For example, I have the [a] matrix>
a =

     2 4 6 10
     4 20 50 80
     6 50 8 6
    10 80 6 30

I need to write now the [b] matrix>

b=

     8 50 6 10
     4 20 30 9
     7 50 8 6
    10 15 6 18

in such way that L*b=a were L is a unknown constant (scalar).

Along the same line, if I have the following matriceal equation>
( [k1] + [k2] ) * {u} = {f}
 [k1], [k2] - size n x n, {u} - size 1 x n and {f} - size 1 x n
I want to find L in such way that
( L*[k] ) * {u} = {f}
were only L is unknown and [k] = [k1] + [k2]

Thanks in advance !

"John D'Errico" <woodchips@rochester.rr.com> wrote in message <g439hp$n2v
$1@fred.mathworks.com>...
> Why so much effort? The least squares solution
> is just this:
>
> lambda = k(:)\k1(:);
>
> John

  Yes, I stand corrected, John. That gives the same answer with much less effort.
I've been making more and more of such bloopers lately, I'm afraid.

Roger Stafford

In article <c285fc5e-58ac-4693-8515-87464f84c507@r66g2000hsg.googlegroups.com>,
boguS <bteodoru@gmail.com> wrote:

>For example, I have the [a] matrix>
>a =
>
> 2 4 6 10
> 4 20 50 80
> 6 50 8 6
> 10 80 6 30
>
>I need to write now the [b] matrix>

>b=
>
> 8 50 6 10
> 4 20 30 9
> 7 50 8 6
> 10 15 6 18

>in such way that L*b=a were L is a unknown constant (scalar).

In that case, either '*' does not represent matrix-scalar
multiplication, or L is not a scalar.

What solution have you worked out "manually" for this example?
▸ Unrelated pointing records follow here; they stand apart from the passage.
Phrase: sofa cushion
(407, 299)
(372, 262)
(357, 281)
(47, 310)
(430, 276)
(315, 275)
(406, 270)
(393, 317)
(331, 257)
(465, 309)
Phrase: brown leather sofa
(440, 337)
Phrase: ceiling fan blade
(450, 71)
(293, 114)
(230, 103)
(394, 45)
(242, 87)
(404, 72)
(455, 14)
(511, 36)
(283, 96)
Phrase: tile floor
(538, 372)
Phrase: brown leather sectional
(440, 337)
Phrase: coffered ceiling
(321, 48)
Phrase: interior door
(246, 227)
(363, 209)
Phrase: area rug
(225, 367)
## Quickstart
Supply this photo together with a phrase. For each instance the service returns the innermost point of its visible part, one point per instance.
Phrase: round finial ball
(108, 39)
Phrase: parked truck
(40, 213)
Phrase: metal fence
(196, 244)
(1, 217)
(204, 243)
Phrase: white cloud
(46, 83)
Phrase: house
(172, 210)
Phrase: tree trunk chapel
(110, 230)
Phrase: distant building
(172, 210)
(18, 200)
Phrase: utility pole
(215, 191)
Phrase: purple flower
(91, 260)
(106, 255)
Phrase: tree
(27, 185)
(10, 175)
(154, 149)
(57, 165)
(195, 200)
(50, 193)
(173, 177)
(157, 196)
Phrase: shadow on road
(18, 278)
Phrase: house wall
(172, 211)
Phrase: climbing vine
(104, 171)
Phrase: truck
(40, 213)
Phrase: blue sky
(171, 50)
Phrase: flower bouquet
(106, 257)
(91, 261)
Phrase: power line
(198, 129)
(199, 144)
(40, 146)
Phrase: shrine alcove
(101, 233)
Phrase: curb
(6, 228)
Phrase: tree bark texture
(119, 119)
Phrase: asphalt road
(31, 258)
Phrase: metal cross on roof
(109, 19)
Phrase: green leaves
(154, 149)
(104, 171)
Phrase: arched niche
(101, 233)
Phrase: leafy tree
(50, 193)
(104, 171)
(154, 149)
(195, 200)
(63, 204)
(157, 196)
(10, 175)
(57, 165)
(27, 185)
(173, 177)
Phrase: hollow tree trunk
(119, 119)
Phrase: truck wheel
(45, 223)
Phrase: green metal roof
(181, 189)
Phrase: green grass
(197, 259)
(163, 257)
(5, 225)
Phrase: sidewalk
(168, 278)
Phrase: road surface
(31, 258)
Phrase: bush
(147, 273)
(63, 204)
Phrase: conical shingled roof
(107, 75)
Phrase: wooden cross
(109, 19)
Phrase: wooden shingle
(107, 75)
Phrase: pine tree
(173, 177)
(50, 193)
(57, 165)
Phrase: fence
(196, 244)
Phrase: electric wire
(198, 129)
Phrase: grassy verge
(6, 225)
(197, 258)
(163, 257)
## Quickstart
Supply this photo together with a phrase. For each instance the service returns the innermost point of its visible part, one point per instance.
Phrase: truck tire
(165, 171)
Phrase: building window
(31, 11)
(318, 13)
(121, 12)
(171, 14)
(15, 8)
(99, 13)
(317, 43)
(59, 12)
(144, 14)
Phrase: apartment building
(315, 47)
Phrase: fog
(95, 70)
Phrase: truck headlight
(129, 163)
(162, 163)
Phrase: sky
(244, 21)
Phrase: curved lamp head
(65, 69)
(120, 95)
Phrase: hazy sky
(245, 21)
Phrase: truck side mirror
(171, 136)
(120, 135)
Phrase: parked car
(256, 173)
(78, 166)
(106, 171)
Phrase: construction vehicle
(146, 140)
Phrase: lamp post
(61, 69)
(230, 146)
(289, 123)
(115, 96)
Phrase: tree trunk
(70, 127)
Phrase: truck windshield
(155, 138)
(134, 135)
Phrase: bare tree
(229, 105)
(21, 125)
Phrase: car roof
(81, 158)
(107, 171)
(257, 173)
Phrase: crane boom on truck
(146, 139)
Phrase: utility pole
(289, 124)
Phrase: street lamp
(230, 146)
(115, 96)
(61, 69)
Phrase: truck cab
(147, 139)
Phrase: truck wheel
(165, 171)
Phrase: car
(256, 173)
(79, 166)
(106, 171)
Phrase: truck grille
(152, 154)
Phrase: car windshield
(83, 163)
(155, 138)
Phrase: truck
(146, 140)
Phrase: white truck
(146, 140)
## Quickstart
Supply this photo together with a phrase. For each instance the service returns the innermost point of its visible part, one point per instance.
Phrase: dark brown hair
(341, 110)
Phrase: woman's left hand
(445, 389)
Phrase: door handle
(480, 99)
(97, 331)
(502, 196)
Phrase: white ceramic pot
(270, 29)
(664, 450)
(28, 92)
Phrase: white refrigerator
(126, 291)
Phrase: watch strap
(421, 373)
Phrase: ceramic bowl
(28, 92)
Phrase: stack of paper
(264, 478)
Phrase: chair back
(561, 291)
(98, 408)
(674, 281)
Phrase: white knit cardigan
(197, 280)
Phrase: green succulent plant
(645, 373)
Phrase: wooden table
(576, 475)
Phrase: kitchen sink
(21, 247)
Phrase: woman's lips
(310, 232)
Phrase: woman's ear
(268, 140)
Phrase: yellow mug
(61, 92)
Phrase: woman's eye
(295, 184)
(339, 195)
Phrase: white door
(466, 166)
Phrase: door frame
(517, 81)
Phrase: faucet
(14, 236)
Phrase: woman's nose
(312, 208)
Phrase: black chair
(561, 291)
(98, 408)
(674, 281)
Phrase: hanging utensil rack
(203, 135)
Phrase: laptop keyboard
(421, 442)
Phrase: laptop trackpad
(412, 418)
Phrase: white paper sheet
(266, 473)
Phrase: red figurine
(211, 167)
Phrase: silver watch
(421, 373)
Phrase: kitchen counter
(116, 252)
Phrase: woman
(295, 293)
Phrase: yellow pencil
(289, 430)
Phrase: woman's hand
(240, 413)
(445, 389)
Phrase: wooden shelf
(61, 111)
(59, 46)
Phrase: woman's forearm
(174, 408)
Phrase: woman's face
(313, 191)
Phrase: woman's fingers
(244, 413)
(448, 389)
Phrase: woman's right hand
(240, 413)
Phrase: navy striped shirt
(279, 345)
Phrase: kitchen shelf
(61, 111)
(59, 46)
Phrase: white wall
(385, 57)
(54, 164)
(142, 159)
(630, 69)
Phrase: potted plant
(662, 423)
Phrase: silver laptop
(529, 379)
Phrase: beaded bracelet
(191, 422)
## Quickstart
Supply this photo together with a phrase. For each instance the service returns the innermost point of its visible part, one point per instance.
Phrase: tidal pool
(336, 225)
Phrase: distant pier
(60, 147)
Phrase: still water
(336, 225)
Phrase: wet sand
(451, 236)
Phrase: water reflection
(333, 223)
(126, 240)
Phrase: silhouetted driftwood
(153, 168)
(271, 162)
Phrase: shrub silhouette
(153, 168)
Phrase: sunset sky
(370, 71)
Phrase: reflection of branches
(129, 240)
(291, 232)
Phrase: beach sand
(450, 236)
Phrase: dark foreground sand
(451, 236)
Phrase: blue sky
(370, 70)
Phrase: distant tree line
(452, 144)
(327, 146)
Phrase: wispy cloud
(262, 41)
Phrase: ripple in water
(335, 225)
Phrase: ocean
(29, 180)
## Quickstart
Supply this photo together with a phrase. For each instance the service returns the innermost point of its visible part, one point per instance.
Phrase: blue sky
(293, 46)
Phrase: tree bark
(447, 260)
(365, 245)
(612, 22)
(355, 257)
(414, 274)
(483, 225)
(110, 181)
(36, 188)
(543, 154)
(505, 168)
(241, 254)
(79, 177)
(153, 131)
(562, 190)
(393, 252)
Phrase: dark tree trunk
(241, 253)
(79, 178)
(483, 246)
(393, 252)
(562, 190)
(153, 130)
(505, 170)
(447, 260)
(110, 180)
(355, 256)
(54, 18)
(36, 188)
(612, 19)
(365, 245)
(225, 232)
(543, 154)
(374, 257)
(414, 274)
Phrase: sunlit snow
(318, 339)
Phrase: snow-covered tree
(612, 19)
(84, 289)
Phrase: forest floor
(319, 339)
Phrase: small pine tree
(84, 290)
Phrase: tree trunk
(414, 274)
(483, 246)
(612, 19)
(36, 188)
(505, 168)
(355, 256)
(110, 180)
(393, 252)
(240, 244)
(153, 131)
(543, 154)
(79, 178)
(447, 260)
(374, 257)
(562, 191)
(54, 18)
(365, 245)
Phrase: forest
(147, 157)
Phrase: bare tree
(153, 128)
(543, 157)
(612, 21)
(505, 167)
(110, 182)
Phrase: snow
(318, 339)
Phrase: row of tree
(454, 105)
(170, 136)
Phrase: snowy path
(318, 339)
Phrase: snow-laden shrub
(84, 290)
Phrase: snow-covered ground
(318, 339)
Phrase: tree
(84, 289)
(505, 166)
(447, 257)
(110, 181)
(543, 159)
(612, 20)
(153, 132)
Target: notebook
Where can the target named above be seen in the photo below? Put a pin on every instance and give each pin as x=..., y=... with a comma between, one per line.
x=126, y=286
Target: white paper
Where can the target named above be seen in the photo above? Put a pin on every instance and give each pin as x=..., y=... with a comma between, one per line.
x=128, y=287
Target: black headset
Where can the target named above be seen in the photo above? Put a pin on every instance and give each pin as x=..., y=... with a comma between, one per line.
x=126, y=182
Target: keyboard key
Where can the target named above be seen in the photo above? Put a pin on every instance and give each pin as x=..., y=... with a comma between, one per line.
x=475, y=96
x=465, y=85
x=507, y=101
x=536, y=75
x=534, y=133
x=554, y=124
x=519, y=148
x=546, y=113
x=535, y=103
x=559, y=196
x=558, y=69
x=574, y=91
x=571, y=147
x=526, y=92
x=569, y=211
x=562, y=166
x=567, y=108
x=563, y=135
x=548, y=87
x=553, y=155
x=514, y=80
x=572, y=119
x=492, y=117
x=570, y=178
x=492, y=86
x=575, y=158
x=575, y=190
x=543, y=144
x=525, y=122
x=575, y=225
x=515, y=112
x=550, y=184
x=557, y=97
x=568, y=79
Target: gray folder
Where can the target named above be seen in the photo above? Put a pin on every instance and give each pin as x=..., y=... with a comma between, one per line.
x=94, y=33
>Along the same line, if I have the following matriceal equation>
>( [k1] + [k2] ) * {u} = {f}
> [k1], [k2] - size n x n, {u} - size 1 x n and {f} - size 1 x n
>I want to find L in such way that
>( L*[k] ) * {u} = {f}
>were only L is unknown and [k] = [k1] + [k2]

If L is a scalar, then in that situation, L = 1.
If L is a matrix, then in that situation, L is the n x n identity
matrix.

--
  "We may gather out of history a policy, by the comparison and
  application of other men's forepassed miseries with our own like
  errors and ill deservings." -- Sir Walter Raleigh

On 27 Iun, 21:25, rober...@ibd.nrc-cnrc.gc.ca (Walter Roberson) wrote:
> In article <c285fc5e-58ac-4693-8515-87464f84c...@r66g2000hsg.googlegroups.com>,
>
>
>
> boguS <bteod...@gmail.com> wrote:
> >For example, I have the [a] matrix>
> >a =
>
> > 2 4 6 10
> > 4 20 50 80
> > 6 50 8 6
> > 10 80 6 30
>
> >I need to write now the [b] matrix>
> >b=
>
> > 8 50 6 10
> > 4 20 30 9
> > 7 50 8 6
> > 10 15 6 18
> >in such way that L*b=a were L is a unknown constant (scalar).
>
> In that case, either '*' does not represent matrix-scalar
> multiplication, or L is not a scalar.
>
> What solution have you worked out "manually" for this example?
>
> >Along the same line, if I have the following matriceal equation>
> >( [k1] + [k2] ) * {u} = {f}
> > [k1], [k2] - size n x n, {u} - size 1 x n and {f} - size 1 x n
> >I want to find L in such way that
> >( L*[k] ) * {u} = {f}
> >were only L is unknown and [k] = [k1] + [k2]
>
> If L is a scalar, then in that situation, L = 1.
> If L is a matrix, then in that situation, L is the n x n identity
> matrix.
>
> --
> "We may gather out of history a policy, by the comparison and
> application of other men's forepassed miseries with our own like
> errors and ill deservings." -- Sir Walter Raleigh

Sorry, my mistake... [k] is not equal with ( [k1] + [k2] ), [k] is
just a known matrix.